Chuck Liddell is eroding in front of our eyes. Even at his peak, Chuck Liddell wasn’t exactly lucid, and the years since have only exaggerated that decline. If you’ve seen any of the lead-up to this fight you can see that Chuck Liddell hasn’t just lost a few steps, he’s forgot he even had them. He is a shell, a husk of his former self. No one, I don’t think, is more keenly aware of this fact than Tito Ortiz. He knows that this is the worst Chuck has ever been, and likely, the worst he ever can be and still get credentialed to fight, and Tito is jumping on that fact.
Tito Ortiz has never been the smartest guy in the room, he hasn’t ever really been able to string coherent sentences together, I don’t get the sense he knows why people like him or hate him, I don’t think he’s what you would call a good decision maker. He’s just not a sharp guy, maybe that’s a side effect of a career spent fighting, or maybe its congenital, who knows. But, he is smart enough to see a way to redefine his career in a way, a way to finally beat his biggest rival, a path to changing his place in history, if only slightly, even if it leans towards morally reprehensible.
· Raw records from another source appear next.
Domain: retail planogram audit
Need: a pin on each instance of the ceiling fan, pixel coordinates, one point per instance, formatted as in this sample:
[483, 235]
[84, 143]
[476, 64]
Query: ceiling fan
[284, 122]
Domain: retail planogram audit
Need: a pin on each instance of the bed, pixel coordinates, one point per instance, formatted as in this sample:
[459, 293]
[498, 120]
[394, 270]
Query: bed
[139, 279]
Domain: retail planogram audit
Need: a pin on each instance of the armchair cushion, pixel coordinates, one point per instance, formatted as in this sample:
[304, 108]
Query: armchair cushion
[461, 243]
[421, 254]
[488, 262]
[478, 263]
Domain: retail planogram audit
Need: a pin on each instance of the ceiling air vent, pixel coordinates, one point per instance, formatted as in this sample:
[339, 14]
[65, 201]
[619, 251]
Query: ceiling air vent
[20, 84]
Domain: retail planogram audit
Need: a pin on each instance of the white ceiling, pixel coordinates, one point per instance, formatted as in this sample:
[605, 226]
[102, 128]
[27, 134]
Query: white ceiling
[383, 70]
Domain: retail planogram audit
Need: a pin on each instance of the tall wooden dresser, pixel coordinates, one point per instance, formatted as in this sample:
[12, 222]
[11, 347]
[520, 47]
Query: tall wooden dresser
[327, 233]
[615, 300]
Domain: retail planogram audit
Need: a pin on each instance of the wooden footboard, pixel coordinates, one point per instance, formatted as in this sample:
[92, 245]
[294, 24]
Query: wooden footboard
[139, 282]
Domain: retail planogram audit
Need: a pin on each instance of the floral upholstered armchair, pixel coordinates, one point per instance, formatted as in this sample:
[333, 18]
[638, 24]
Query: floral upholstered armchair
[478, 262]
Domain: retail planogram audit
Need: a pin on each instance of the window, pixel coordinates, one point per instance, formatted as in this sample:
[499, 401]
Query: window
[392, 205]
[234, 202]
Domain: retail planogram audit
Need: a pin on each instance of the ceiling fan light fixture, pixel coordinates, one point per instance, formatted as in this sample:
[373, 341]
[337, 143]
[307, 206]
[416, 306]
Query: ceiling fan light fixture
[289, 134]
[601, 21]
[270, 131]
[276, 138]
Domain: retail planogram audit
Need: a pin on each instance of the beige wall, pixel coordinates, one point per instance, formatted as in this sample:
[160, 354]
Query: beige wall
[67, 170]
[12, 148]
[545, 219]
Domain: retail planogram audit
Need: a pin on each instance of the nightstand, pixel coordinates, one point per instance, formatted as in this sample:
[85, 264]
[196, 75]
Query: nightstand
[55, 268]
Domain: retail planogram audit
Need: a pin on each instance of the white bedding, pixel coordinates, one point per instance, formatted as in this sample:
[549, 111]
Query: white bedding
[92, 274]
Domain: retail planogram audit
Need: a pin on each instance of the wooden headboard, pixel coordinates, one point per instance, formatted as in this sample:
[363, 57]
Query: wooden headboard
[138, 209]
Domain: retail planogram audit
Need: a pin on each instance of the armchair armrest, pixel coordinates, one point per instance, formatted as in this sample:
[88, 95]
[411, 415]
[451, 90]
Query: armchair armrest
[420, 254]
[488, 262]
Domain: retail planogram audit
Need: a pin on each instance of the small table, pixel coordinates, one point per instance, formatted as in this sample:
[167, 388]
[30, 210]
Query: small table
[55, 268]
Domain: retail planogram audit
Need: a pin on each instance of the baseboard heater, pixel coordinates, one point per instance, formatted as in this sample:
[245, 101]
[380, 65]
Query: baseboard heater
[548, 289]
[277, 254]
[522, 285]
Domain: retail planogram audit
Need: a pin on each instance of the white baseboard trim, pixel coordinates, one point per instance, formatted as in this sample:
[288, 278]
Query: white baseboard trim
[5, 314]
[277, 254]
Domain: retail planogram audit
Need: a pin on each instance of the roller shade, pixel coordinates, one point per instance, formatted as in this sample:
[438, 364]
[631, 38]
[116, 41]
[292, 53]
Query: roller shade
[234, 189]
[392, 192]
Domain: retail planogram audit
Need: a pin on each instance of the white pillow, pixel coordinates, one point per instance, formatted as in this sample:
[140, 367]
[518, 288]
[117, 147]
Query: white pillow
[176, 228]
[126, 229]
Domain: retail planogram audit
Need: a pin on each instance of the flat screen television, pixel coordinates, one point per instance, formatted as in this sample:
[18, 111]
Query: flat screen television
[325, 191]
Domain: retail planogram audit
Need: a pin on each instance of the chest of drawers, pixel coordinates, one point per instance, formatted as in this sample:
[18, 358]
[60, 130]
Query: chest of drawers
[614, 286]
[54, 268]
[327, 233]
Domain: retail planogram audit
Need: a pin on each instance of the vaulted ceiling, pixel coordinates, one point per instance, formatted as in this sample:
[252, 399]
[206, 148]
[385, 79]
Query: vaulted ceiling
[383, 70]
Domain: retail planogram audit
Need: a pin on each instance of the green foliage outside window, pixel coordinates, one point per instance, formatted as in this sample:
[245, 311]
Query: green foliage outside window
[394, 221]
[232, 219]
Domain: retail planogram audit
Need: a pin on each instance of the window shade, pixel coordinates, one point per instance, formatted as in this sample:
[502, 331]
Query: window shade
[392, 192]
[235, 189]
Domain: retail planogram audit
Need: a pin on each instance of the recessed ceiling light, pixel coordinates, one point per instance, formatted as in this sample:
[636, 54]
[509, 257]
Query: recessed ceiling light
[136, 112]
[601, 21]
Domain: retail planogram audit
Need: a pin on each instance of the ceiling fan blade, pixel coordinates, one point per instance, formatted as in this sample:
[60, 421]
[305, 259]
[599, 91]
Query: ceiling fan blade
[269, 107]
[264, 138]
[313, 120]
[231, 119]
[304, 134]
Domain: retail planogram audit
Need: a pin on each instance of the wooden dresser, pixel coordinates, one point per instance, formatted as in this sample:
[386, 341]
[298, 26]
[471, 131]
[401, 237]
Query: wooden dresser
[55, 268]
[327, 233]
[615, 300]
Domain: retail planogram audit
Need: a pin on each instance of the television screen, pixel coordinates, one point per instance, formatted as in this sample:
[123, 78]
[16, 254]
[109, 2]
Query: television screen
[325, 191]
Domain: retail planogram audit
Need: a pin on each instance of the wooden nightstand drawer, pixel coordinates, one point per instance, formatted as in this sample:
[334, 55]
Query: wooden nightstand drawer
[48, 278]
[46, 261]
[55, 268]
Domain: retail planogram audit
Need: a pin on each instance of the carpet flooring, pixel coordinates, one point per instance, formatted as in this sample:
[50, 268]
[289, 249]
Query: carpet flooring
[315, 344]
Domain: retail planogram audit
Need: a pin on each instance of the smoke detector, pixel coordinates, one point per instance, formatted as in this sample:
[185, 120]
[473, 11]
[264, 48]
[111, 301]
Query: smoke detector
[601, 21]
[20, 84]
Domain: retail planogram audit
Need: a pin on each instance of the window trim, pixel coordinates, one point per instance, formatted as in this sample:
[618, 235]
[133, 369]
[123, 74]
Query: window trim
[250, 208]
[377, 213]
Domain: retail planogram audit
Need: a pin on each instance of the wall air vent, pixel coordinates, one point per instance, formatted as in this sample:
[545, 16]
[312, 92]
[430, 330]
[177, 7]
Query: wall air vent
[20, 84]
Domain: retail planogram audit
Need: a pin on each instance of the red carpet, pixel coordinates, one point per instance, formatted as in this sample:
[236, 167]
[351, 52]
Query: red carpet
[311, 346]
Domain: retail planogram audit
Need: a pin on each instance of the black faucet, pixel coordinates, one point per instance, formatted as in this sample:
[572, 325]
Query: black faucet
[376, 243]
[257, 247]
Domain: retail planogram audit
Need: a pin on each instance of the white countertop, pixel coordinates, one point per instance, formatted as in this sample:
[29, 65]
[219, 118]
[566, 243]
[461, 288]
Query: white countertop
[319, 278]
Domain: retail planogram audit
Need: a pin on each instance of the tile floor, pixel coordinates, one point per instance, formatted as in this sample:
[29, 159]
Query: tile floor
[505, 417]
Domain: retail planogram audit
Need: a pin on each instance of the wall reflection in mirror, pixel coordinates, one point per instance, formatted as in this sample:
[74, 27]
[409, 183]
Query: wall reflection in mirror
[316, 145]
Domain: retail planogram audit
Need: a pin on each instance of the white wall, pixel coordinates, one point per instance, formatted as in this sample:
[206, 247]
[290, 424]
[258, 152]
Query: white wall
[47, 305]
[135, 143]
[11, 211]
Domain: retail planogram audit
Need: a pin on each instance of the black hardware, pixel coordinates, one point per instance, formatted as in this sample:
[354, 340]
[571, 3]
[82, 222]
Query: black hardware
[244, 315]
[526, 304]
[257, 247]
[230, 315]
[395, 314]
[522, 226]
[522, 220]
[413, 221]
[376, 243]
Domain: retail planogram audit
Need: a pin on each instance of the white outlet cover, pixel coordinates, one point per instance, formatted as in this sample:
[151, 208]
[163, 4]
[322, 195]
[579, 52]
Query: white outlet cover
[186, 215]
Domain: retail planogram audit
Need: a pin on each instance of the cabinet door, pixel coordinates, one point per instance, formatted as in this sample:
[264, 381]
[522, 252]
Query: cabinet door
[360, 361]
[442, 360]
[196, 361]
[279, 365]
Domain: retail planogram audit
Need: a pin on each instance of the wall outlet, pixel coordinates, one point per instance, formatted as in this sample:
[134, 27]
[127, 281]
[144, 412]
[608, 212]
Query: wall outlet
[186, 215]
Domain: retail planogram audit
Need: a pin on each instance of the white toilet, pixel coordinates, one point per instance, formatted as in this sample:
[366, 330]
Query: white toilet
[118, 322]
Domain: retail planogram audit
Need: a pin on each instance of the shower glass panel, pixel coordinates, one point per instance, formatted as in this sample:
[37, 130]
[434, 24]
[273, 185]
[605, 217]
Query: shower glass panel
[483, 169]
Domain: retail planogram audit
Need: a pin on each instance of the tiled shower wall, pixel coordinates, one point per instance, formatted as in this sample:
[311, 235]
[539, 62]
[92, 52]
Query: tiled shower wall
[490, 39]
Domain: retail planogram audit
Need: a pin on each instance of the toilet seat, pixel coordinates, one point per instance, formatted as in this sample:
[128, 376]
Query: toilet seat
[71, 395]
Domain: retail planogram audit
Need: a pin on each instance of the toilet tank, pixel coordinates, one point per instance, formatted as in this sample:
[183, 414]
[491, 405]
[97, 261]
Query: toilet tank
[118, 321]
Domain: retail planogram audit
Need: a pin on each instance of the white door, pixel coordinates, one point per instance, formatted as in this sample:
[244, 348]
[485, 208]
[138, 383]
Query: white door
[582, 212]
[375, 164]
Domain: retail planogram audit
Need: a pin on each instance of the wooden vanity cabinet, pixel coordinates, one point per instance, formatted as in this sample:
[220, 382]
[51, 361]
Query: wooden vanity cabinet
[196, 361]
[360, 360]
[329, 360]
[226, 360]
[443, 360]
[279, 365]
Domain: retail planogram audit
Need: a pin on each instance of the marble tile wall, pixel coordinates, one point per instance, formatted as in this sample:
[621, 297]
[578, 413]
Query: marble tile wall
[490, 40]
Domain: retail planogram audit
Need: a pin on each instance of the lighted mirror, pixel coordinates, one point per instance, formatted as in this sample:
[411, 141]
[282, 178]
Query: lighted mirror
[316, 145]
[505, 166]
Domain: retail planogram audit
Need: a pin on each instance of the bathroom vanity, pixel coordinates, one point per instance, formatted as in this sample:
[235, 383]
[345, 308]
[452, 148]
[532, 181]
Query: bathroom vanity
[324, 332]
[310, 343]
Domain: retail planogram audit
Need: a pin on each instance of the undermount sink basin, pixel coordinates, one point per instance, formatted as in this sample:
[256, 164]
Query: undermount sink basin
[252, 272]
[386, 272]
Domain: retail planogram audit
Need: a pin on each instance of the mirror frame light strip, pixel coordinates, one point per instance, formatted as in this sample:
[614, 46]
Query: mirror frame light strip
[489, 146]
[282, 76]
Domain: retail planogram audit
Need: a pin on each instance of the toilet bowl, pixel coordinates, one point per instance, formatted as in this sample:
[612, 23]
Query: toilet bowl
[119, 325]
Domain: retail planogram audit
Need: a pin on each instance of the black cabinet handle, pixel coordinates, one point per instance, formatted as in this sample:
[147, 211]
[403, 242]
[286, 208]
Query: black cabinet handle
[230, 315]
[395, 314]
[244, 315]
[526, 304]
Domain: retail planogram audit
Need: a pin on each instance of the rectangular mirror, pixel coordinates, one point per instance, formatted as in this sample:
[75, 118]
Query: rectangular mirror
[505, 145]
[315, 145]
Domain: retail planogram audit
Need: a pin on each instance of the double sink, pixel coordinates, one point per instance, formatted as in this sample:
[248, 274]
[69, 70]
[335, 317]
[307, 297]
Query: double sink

Say whatever you want about Tito Ortiz in recent years, but he’s not a terrible fighter. He’s gone out there and acquitted himself against decent, at the very least, competition. Compare that to Chuck’s last fights and it is a lot less upbeat. The fight with Rich Franklin isn’t as soul crushing as you might think it is, but the Rashad Evans fight certainly is and the one against Shogun isn’t much better. On the other hand, the Tito that beat Chael Sonnen and Alexander Shlemenko might not be a top 10 fighter, but even in defeat, as is the case with Liam McGeary, it hasn’t been sad like it was with Chuck. Tito still has a semblance of what made him great, Chuck doesn’t and because of that, because both fighters are in such different places than where they were when they fought the previous two times, it is like they’ve never fought.
In 2006 I knew that Tito couldn’t beat Chuck Liddell on his best day, but in 2018 Tito has a chance to beat Chuck at his worst, and he’s going to try on Saturday. That’s what intrigues me about this fight, why I’m going to watch it, even if I know how bad it will make me feel. I want to see Chuck prove Tito wrong, I want to see Chuck, as broken and battered as he appears, at his very worst, prove that he is still better than Tito. I wan’t to see one punch, thrown from the cheap seats, put Tito out. The same way I wanted BJ Penn to show that he was still as great as I remembered him being, the same reason I felt like I needed to see Gomi beat Melvin Guillard. These guys still mean something to me, as awful and meaningless as MMA is and has been, I’ve still got something invested in guys like Chuck Liddell. So, I’m willing to watch the fight, willing to bet on the slightest, infinitesimal odds, that I’ll go to sleep that night feeling good about myself. That can only happens if Chuck wins though, because in my mind Chuck beats Tito from 2006 til infinity.